Justice Scalia dissented, joined by Justice Thomas. (Justice Alito did not participate.) For the dissenters, the Good Neighbor Provision was not ambiguous, and the EPA was not free to consider compliance costs. Further, the EPA's refusal to allow states to submit their own plans transformed the Clean Air Act's "program based on cooperative federalism to one of centralized federal control." This transformation of the Clean Air Act's structure was, according to Scalia, an abuse of discretion. (In an unusual move, Justice Scalia issued a corrected version of his dissent after commentators noticed the original opinion mischaracterized Whitman v. American Trucking Association (1999).)

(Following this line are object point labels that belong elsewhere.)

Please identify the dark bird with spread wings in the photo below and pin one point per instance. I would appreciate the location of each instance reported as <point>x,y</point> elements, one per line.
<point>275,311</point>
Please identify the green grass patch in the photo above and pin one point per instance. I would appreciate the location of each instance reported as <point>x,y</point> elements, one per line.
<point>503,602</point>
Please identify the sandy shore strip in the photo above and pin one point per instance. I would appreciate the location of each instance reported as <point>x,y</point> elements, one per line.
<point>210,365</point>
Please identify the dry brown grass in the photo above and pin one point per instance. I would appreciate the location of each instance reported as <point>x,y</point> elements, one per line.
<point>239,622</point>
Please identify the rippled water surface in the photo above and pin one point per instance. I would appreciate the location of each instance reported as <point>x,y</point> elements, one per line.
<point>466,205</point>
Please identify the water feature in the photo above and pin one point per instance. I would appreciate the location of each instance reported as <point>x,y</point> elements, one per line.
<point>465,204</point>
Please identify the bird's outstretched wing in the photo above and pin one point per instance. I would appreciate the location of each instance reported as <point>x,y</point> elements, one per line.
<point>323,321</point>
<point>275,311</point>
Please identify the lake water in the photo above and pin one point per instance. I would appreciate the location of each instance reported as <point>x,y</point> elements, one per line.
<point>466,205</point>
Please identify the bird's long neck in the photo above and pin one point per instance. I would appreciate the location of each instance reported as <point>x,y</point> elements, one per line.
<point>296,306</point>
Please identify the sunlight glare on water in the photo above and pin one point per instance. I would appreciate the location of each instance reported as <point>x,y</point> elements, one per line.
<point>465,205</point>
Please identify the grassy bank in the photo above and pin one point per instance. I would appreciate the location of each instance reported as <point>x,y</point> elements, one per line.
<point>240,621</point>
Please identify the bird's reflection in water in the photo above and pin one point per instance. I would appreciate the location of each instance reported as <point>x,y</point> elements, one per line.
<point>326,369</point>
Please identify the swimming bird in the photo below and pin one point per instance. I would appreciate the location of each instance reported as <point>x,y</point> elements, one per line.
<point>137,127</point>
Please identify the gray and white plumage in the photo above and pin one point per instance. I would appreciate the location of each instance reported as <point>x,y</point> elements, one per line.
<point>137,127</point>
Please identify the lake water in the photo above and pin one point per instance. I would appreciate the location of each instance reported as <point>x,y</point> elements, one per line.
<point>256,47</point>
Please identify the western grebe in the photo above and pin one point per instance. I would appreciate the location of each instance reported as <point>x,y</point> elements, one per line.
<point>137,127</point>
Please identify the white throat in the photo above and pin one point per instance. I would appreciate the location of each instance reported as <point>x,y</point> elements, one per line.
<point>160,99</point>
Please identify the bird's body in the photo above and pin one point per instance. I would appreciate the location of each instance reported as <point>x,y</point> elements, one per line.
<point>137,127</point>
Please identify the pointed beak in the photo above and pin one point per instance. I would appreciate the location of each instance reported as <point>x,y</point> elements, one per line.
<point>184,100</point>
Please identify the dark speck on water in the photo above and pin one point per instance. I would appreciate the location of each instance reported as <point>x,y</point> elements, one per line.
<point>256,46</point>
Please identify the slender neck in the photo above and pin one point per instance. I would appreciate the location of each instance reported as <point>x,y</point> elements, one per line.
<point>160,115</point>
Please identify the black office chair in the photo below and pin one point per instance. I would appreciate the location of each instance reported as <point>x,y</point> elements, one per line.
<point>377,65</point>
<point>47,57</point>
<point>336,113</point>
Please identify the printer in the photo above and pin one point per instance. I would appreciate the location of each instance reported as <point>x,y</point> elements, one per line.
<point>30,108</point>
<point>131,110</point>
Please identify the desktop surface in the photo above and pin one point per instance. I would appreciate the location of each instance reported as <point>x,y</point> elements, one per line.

Also this week, the Court granted cert in two cases:
Jesinoski v. Countrywide Home Loans, Inc. (13-684) asks, with respect to the Truth in Lending Act, "Does a borrower exercise his right to rescind a transaction in satisfaction of the requirements of [15 U.S.C. §1635] by ‘notifying the creditor' in writing within three years of the consummation of the transaction … or must a borrower file a lawsuit within three years of the consummation of the transaction?"
Yates v. United States (13-7451) asks, with respect to the Sarbanes-Oxley Act's "anti-shredding" provision, which makes it a crime for anyone who "knowingly alters, destroys, mutilates, conceals, covers up, falsifies, or makes a false entry in any record, document or tangible object" with the intent to impede or obstruct an investigation: is a fish a tangible object? More specifically, was John Yates, a commercial fisherman charged and convicted under this provision for destroying purportedly undersized, harvested fish from the Gulf of Mexico after a federally-deputized officer had issued him a civil citation and instructed him to bring them back to port, "deprived of fair notice that destruction of fish would fall within the purview of 18 U.S.C. § 1519, where the term ‘tangible object' is ambiguous and undefined in the statute, and unlike the nouns accompanying ‘tangible object' in section 1519, possesses no record-keeping, documentary, or informational content or purpose?"
Enjoy the weekend! We'll be back with more decisions and orders as they are released.